Ela vai pra tal festa que a amiga apelidou de "queijos, vinhos e novos amigos". A ideia era que cada uma levasse um amigo solteiro que achasse bacana, pra apresentar pras amigas. "Taí! Pode ser um jeito legal de fazer amizades e, quem sabe, conhecer algum carinha interessante!", pensa. Se tem expectativas? Honestamente, por mais que tente bancar a mulher independente e tranquila, claro que tem! São quase dois anos sem namorar e, depois que resolveu ser mais seletiva e menos baladeira, nem se lembra de quem foi o último cara que acordou do seu lado e deu bom dia. "Triste isso!", conclui.
Munida de seu amigo solteiro no melhor estilo partidão e de um visual moderninho, lá vai ela. A mulherada parece não ter entendido direito a proposta da festa e metade aparece sem o tal novo amigo. "Pôxa! Que pena...", constata. Dentre os poucos presentes, o saldo era praticamente negativo: um instrutor de ioga inrustido, um comprometido, um coração recentemente partido... e um tipo meio moderno, barbinha rala, que vem puxar papo e não vai nunca mais.
_ "O que você faz?"
_ "Sou cineasta."
"Huuum... vamos ver qual é a sua.", diz pra si mesma.

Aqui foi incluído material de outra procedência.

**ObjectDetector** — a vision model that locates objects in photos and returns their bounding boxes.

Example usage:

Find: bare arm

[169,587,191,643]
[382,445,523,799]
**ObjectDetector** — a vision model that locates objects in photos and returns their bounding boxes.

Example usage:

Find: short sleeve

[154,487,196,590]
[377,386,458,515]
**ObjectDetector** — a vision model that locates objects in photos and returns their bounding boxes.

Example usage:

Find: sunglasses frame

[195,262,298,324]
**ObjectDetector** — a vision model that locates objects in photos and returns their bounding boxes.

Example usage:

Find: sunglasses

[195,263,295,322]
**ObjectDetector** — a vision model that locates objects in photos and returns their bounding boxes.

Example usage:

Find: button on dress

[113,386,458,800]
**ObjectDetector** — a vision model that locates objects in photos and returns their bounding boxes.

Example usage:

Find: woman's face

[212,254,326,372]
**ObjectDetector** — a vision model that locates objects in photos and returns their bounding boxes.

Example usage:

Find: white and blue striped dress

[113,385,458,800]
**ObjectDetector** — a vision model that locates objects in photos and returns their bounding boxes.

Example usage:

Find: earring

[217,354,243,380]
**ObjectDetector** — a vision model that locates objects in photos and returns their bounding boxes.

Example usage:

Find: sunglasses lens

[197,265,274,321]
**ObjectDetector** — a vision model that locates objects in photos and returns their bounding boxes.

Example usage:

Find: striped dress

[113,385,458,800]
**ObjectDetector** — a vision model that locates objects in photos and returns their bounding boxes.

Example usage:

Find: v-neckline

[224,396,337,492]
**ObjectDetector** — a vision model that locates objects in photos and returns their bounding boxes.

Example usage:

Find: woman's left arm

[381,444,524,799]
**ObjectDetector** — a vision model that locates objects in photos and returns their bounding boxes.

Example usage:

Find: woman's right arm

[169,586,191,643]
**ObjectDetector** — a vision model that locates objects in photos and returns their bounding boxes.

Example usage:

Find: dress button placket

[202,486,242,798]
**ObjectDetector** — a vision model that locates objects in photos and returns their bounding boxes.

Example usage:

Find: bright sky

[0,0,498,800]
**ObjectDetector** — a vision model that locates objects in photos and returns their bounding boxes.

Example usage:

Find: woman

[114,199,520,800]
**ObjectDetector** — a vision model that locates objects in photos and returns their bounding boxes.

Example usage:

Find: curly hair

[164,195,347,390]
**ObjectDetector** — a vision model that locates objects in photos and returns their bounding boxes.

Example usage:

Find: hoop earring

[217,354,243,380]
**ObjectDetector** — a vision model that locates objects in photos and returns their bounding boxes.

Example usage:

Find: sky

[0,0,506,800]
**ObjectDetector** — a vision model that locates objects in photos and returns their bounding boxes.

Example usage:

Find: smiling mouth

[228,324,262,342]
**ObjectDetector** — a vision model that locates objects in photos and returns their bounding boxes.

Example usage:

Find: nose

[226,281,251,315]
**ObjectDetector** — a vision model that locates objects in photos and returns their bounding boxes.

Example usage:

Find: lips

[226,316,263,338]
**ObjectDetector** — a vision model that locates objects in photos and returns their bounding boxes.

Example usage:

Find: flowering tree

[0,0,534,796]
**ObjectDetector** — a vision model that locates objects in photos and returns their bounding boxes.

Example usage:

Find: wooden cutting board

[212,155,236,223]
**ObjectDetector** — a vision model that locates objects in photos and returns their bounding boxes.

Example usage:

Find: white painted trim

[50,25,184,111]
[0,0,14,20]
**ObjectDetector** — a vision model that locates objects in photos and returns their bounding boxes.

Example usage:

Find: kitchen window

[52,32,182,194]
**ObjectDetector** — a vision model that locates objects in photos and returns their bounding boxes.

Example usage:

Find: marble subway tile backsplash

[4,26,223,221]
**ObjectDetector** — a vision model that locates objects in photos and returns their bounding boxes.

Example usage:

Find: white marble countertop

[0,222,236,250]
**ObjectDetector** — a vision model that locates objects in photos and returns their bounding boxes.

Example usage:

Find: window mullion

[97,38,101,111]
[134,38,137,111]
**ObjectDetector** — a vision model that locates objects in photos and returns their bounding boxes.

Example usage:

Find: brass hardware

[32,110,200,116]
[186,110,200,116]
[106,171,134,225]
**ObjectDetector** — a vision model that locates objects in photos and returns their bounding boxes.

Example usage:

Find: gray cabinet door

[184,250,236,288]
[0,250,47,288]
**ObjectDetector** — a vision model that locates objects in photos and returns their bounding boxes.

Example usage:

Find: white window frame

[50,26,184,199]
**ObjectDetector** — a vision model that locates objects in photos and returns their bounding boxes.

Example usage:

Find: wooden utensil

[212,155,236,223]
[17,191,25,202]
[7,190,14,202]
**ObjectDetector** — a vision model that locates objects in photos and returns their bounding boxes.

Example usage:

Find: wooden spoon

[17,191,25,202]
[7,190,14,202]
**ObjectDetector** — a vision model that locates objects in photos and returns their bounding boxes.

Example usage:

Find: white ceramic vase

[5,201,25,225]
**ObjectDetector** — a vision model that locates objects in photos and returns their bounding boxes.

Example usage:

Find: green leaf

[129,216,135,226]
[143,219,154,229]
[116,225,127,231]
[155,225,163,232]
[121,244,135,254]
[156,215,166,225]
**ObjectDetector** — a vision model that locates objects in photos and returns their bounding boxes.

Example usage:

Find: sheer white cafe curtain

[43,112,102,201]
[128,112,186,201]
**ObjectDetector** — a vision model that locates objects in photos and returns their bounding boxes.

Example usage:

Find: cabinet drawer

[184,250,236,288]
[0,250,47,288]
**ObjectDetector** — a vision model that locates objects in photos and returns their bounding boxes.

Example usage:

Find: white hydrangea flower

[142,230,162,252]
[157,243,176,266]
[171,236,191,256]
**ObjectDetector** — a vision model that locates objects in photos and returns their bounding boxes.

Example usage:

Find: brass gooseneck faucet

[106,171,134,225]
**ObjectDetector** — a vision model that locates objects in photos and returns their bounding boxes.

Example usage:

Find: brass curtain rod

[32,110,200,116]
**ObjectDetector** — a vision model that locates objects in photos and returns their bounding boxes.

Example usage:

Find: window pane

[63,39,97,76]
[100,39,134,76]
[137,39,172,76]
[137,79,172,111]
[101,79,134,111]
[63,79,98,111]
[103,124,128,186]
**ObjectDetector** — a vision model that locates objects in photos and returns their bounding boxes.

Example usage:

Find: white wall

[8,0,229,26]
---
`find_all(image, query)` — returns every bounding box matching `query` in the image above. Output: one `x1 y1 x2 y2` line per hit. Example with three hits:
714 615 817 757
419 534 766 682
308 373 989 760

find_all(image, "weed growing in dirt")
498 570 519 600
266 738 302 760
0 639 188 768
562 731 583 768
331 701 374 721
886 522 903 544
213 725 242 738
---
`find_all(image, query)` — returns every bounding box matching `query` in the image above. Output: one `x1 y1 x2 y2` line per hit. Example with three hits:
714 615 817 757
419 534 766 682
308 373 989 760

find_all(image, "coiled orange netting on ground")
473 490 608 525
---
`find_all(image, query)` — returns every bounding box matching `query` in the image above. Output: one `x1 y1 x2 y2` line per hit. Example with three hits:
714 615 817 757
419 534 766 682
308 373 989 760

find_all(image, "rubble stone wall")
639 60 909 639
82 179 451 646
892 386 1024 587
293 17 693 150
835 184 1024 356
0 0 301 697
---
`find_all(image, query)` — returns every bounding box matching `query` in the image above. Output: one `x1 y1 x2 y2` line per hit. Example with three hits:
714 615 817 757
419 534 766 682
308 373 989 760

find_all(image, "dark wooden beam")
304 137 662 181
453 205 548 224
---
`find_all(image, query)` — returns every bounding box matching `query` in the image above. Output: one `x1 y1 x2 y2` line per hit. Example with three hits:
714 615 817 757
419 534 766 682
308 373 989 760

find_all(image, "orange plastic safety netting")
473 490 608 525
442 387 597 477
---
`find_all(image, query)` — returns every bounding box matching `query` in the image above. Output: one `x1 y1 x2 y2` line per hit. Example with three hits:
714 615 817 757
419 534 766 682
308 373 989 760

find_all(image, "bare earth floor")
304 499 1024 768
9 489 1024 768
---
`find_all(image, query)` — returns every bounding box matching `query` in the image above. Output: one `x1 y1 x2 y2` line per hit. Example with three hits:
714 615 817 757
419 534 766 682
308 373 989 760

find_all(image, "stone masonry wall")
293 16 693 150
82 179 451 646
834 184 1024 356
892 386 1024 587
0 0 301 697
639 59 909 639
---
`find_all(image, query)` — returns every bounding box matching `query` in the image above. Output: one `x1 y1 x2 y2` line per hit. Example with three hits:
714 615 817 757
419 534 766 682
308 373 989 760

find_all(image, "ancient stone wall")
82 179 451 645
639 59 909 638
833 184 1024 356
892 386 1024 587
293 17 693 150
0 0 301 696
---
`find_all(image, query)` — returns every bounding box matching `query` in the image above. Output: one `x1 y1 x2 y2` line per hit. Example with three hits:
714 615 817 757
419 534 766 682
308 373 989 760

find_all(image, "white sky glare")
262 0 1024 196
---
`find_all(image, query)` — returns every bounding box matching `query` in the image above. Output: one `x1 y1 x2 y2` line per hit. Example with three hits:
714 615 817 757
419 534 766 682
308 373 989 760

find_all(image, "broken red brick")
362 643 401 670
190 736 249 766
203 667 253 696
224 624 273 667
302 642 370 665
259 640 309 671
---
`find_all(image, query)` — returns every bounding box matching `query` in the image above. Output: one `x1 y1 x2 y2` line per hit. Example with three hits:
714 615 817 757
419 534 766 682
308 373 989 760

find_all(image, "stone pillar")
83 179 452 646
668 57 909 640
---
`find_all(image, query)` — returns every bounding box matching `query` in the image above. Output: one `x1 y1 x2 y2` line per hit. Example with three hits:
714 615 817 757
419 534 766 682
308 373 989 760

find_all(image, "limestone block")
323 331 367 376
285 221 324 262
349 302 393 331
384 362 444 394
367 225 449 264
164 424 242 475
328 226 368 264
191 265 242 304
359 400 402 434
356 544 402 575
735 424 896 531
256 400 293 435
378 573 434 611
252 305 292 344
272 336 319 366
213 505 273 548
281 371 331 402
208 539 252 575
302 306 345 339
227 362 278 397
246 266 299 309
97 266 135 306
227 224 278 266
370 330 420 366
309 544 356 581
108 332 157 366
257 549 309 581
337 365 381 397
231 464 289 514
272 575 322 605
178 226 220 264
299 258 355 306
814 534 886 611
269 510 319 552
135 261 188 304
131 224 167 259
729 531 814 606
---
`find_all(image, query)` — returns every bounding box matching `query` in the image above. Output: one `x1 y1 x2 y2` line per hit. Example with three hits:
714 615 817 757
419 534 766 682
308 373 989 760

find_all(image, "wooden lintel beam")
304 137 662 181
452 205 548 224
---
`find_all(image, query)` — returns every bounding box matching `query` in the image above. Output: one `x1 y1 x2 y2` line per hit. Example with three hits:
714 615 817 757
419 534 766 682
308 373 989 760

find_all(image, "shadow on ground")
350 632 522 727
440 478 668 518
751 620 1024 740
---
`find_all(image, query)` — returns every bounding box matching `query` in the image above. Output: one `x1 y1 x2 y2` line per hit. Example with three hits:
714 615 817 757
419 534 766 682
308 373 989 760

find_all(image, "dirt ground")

Dia seguinte começa com cara de preguiça, almoço de domingo atualização de fofoca com a amiga. Mas antes uma passadinha pelo Facebook pra saber o que tá rolando na vida dos outros. Paralisada, ela lê e relê:
"XXX is in a relationship"
"Oh!" "Ouch!"
E o telefone toca e a amiga a resgata para o almoço. Papo vai, vem... e o tal carinha liga e combinam um jantar. Ela tem a leve impressão de possivelmente estar cometendo um erro e de o moço às vezes parecer muito self-absorbed e full of himself. "Ah, deve ser empolgação passageira de quem tá querendo impressionar. Isso passa!" E repete pra si mesma: "Não custa (me) dar uma chance".
Sendo cineasta, motivo a mais pra vir com aquele papinho de "vamos ver um filme lá em casa?". "Já vi esse filme antes! Daí vai querer me mostrar seu longa... ou curta. E vai que eu não curta?!" "Ok, talvez um pouco de privacidade não nos faça mal... e ele não me parece o tipo que não saberia diferenciar entre sinal verde ou vermelho."
Depois de andar pelas ruas nada hospitaleiras de um bairro nada convidativo no centro da cidade, enquanto se perguntava porque não estavam num táxi, chegam ao apartamento do moço. Prédio antigo. Já o apartamento... Ela olha ao redor: paredes cinza quase escuro, meio descascando. Batentes brancos encardidos, sofás, mouse pad e tudo mais: idem. Piso de madeira antigo, que tinha sido bonito um dia. No momento, tinha aquela coloração escura nas bordas, como numa mistura de poeira com gordura, típico de quem não via uma boa vassoura e pano de chão há quase tantas décadas quanto o apartamento em si deveria ter.
Senta-se pra recuperar-se do choque. Respira fundo, imaginando o quarto, a cama. Lembra-se que está com vontade de ir ao banheiro. E arrepende-se de ter pedido. Olha para o vaso que um dia foi branco. Pergunta-se se o marrom que hoje apresenta seria a ferrugem do encanamento ou falta de ser esfregado devida e periodicamente. Dá descarga e a válvula lhe dá um banho. Ao tentar lavar as mãos, constata que falta água e sobram pelos, talvez da barba aparada, sabe-se lá quando, na tal da pia. E então transborda, finalmente. O choro vem em bicas, inunda. "Loser!!!" "Where am I?!" What am I doing here?!" "What have I put myself into?!", celular em punho, chamando o rádio-táxi.
Enquanto pensava no filme que nunca veria e no cineasta que nunca teria uma carreira promissora em sua vida, em sua cabeça passava as melhores cenas do começo de um filme bastante conhecido, frequentemente reprisado. Seu filme um dia favorito, que agora deveria sair de vez de cartaz.